A paradise does not have to justify itself, although Burke believes it can. That is because the academy thinks it might be a blueprint, or at least a rough sketch, of what the U.S. must do in order to win consistently in various kinds of world athletic competition. Yet, for all the chest-beating by Witherell, U.S. Alpine Team Director Hank Tauber has reservations. "No one creates world-class winners," he says. "All anyone can do is to give them the opportunity to develop their skills. They have to take themselves to a higher level."

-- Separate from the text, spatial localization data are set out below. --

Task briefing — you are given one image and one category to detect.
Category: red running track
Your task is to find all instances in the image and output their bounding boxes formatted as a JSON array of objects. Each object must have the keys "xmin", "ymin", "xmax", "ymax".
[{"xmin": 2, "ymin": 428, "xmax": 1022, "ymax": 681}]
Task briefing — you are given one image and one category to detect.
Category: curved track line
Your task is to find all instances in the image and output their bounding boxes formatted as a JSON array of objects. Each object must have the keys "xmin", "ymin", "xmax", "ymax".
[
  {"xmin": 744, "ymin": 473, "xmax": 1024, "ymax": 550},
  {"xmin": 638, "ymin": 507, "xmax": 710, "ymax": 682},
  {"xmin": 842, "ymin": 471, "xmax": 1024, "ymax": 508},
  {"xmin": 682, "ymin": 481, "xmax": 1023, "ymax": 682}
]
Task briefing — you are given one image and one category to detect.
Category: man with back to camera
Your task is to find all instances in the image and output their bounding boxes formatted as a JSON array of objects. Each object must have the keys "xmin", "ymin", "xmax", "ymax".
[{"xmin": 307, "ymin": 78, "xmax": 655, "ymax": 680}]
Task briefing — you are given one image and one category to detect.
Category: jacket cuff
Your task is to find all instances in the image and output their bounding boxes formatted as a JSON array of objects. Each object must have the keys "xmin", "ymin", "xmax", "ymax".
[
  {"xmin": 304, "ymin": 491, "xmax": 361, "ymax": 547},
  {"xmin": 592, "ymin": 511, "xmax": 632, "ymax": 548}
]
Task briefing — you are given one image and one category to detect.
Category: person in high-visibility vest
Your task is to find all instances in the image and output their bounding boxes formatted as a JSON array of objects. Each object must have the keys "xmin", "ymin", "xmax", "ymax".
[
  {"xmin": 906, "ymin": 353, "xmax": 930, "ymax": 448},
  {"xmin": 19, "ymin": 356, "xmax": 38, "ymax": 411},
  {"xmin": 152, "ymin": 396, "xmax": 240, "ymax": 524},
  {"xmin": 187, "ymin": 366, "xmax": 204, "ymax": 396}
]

Burke provides nine-month, seven-day training with heavy emphasis on conditioning. As one competitive ski season winds down, the Burkies already are thinking about the next one. While others put away their skis and their thoughts of skiing, Burke Mountain students still hike to mountaintops where there is snow. And as for dismissing skiing from their minds—never. Steve Graham, for example, and 20 other Burkies followed the snow to South America last summer. "Right now there are a lot of skiers on my level," he says. "Maybe by going down there, I can get a little ahead."
The academy offers an innovative educational program styled to fit around skiing. Public schools, understandably, can't do this. Finn Gundersen, a U.S. Women's Ski Team coach, says, "It is very difficult to make skiing and a traditional American education compatible. Burke was founded to close the gap."